CBA, which writes one in every four mortgages in the country, is gaining from a revival in home loans and a drop in funding costs. Outstanding mortgages in Australia climbed 5.4 percent in the year to December, the fastest pace in two years, data from the Reserve Bank of Australia show.

“The housing market is strong and CBA is a relative outperformer, giving it revenue and earnings momentum,” Mark Nathan, managing partner at Sydney-based Arnhem Investment Management, which controls about $3.8 billion, said by phone.

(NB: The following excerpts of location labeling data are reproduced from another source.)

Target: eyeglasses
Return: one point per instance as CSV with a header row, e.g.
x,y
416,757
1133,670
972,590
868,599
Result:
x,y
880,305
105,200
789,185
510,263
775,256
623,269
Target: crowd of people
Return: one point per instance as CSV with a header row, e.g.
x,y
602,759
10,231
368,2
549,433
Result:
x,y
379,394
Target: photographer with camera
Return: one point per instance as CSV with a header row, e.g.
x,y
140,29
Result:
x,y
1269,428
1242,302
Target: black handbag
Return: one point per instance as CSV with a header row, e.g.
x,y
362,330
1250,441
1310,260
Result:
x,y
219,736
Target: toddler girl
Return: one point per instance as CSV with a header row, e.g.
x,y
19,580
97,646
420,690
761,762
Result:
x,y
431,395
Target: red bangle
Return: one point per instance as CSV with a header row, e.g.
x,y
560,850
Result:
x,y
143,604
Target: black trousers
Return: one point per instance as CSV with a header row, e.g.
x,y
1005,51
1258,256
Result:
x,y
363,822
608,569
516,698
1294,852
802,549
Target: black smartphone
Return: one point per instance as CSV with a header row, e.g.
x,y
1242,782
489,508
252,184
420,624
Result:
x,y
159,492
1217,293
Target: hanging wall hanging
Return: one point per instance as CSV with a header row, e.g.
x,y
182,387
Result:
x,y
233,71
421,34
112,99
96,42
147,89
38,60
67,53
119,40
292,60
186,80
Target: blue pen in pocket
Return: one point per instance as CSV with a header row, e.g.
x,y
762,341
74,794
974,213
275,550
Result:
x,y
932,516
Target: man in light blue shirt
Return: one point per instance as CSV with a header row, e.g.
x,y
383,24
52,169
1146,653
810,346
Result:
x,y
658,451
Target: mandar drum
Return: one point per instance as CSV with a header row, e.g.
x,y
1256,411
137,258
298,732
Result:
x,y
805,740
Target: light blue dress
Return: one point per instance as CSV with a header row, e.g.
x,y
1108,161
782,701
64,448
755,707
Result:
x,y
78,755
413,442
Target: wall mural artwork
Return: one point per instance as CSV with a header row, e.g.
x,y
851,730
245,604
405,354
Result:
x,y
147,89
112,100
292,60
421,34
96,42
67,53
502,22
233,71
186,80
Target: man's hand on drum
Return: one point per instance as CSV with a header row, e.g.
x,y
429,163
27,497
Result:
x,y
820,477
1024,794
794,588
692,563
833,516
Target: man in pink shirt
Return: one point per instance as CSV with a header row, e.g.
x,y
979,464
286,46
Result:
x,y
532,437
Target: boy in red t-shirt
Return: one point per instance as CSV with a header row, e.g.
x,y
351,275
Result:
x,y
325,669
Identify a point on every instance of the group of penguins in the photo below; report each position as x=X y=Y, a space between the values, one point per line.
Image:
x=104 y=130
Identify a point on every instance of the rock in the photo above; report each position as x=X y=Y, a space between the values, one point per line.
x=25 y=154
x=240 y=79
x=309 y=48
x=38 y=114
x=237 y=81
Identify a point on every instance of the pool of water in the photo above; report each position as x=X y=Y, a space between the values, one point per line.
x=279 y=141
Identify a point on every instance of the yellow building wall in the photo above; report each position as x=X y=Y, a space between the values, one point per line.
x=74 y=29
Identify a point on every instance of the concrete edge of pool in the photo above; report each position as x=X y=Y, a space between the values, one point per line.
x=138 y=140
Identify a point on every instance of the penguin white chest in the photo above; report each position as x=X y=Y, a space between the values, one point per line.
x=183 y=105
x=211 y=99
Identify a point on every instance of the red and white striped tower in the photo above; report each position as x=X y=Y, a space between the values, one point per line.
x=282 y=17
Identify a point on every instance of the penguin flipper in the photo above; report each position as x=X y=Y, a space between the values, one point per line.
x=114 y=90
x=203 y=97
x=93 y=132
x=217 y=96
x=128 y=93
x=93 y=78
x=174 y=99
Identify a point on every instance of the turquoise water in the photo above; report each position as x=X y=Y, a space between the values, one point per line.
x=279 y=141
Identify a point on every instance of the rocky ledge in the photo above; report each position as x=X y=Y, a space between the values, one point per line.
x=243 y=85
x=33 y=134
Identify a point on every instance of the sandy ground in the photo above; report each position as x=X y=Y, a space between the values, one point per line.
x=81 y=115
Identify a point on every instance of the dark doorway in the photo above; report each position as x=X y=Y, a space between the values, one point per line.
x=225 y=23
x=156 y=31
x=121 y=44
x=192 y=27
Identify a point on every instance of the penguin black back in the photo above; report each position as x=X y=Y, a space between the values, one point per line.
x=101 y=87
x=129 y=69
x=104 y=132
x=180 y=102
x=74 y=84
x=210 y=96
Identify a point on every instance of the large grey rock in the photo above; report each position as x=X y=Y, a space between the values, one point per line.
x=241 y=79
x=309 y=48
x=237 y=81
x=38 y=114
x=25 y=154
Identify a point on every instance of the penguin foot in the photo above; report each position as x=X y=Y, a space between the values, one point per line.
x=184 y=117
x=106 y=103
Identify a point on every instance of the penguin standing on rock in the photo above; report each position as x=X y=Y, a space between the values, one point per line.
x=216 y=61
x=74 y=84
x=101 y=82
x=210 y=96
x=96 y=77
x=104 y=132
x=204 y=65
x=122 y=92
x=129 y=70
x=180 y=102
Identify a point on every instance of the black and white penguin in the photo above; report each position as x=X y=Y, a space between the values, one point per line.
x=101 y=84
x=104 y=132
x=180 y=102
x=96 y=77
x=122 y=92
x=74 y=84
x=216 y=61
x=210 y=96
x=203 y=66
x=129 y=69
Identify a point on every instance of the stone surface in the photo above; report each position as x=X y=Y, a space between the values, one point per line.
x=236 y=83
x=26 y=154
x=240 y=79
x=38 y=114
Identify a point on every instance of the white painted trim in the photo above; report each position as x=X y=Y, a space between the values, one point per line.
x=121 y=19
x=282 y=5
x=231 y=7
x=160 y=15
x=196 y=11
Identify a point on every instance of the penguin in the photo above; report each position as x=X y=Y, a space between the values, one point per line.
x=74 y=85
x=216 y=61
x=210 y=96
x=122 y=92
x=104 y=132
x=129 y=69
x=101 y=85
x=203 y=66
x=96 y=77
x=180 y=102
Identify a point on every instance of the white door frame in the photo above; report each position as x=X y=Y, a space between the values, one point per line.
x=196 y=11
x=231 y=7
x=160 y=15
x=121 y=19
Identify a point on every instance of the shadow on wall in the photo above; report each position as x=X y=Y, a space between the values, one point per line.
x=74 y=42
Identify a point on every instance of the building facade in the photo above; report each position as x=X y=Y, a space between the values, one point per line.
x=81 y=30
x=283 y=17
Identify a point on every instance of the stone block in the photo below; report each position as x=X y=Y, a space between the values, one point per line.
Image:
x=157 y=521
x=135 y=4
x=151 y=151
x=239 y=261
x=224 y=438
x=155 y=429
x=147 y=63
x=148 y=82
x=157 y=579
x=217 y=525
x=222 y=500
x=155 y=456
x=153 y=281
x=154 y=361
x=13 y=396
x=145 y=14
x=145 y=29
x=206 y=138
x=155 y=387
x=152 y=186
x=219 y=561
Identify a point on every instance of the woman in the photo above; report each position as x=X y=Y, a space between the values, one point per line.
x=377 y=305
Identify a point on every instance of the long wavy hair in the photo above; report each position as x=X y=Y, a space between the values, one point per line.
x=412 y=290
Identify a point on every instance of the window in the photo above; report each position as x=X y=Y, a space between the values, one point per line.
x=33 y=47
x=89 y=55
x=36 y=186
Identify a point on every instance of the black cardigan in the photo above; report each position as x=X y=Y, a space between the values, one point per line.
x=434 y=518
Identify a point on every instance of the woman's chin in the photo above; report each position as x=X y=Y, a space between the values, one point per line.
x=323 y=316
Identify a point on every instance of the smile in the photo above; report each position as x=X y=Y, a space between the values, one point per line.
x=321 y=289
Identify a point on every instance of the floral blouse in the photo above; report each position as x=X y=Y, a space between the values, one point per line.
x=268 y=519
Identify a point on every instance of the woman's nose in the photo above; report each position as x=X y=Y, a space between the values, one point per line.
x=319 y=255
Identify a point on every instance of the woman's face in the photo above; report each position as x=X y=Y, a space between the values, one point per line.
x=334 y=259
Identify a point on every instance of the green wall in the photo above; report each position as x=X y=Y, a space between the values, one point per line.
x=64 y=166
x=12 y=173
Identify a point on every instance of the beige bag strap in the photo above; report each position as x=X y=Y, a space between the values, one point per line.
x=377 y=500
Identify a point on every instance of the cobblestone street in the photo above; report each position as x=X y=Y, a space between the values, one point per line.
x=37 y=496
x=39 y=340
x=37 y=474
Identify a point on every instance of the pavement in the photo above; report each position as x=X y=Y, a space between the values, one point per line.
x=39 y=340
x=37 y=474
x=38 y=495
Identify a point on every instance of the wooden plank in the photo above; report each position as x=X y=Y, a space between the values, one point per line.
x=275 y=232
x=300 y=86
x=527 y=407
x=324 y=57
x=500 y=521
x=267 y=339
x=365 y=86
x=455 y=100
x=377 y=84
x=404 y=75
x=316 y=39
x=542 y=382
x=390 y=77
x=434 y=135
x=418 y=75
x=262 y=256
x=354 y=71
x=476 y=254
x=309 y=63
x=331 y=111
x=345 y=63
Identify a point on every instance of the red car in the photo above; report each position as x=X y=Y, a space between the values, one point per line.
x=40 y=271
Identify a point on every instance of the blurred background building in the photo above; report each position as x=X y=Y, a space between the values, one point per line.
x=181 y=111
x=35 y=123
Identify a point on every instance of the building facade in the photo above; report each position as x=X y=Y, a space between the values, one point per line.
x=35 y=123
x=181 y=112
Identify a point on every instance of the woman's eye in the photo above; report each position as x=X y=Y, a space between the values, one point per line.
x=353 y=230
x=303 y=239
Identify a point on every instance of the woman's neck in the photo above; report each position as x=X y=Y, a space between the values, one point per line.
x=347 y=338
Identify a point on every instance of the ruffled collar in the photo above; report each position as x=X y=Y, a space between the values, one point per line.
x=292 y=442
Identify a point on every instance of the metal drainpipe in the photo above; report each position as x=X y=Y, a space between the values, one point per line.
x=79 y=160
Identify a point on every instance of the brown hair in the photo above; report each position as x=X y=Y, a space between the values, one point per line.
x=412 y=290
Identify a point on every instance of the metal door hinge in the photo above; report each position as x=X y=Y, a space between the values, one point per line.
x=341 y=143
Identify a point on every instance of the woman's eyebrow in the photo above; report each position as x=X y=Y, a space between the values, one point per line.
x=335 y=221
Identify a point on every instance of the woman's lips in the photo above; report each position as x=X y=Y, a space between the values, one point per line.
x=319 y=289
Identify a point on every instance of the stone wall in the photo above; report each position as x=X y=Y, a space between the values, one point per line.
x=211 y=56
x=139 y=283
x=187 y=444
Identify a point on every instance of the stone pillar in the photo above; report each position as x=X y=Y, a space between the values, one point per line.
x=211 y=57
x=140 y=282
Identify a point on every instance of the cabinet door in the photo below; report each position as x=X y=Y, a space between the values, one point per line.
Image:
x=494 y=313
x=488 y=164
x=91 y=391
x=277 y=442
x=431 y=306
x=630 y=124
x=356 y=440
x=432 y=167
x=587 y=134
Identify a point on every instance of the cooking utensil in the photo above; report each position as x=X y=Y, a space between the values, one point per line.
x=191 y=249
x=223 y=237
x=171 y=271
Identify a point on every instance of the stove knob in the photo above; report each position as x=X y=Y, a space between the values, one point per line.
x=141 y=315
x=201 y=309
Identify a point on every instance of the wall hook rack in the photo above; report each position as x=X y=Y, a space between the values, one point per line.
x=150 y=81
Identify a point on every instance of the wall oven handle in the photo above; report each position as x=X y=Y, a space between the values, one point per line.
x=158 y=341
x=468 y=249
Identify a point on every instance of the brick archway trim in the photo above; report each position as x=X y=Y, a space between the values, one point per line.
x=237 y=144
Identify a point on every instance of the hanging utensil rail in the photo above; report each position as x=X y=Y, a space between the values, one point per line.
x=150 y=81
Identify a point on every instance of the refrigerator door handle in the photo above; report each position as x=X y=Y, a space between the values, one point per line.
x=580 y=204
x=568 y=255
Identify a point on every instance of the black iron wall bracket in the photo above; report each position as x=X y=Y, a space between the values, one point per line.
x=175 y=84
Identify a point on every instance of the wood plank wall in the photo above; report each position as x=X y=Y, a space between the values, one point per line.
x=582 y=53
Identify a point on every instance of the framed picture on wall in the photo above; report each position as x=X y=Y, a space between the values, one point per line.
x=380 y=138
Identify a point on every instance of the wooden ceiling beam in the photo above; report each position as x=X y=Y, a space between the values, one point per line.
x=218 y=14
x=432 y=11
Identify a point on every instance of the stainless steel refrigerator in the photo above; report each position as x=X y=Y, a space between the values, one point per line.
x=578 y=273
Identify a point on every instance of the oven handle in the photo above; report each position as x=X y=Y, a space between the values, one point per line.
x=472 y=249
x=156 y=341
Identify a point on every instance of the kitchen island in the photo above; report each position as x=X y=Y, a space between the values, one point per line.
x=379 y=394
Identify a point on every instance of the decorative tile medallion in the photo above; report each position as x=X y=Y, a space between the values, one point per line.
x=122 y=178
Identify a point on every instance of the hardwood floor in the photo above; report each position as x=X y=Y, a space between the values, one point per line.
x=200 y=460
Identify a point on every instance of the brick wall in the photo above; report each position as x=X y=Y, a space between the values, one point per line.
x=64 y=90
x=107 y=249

“The benign bad-debts environment means well for the entire banking sector,” Nathan said. “Having said that, a lot of the good news is factored into CBA’s shares (CBA) and the banking sector is overvalued. We are slightly underweight the Australian banks.”

Shares Higher

Shares of CBA, which touched a record A$79.88 on Nov. 8, rose 0.4 percent to A$76.20 at the close of trading in Sydney. They advanced 25 percent last year, outpacing a 15 percent increase in the benchmark S&P/ASX 200 (AS51) index.

Australia’s largest banks are trading at the most expensive levels since before the global financial crisis. The lenders trade at an average of 2.1 times the net value of their assets, the highest since 2007 and a 79 percent premium over the MSCI World Bank Index, data compiled by Bloomberg show.

The bank’s statutory net profit for the first half climbed 16 percent to A$4.21 billion, it said today. It will pay an interim dividend of A$1.83, up 12 percent from a year earlier and higher than a A$1.80 median estimate of analysts surveyed.

“The signs are that profitability in the Australian major bank sector will be strong by international standards during calendar 2014,” Standard & Poor’s credit analyst Gavin Gunning said in a report today.

Home Loans

Retail banking profit grew 10 percent from a year earlier to A$1.67 billion and institutional banking and markets profit climbed 13 percent, the bank said. Wealth management profit rose 19 percent.

Home loans grew 7 percent in Australia to give the bank a market share of 25.3 percent, while loans to businesses expanded only 3 percent from a year earlier, the bank said.

“There is little real evidence of a meaningful increase in investment in the rest of the non-resource sector of the Australian economy, other than in housing,” Chief Executive Officer Ian Narev said in today’s statement.

Bad-debt charges as a percentage of average gross loans dropped 6 basis points to 16 basis points, the lowest since the six months ended June 2007, filings by the bank show.

Net interest margin, a measure of lending profitability, contracted 3 basis points from the previous half to 2.14 percent due to continued funding and liquidity pressure, today’s report showed. Competition for deposits remained strong, eroding margins, the bank said.

Deposits grew A$40 billion and made up 63 percent of CBA’s total funding as of Dec. 31, the same proportion as six months earlier, the bank said. Australian banks are increasing deposits to ensure compliance with global liquidity rules that begin in 2015. The bank raised A$17 billion through bonds, it said.

Capital Ratio

Core Tier 1 capital, a measure of the bank’s ability to absorb losses, increased to 8.5 percent at the end of December from 7.8 percent on Sept. 30, under the Australian Prudential Regulation Authority’s measures.

Australia & New Zealand Banking Group Ltd. reported yesterday first-quarter cash profit climbed 13 percent from a year earlier on lower bad-debt charges. National Australia Bank Ltd. releases its quarterly results on Feb. 21. Westpac Banking Corp. doesn’t update investors on its quarterly performance. At CBA, the fiscal year ends in June, compared with September for its main competitors.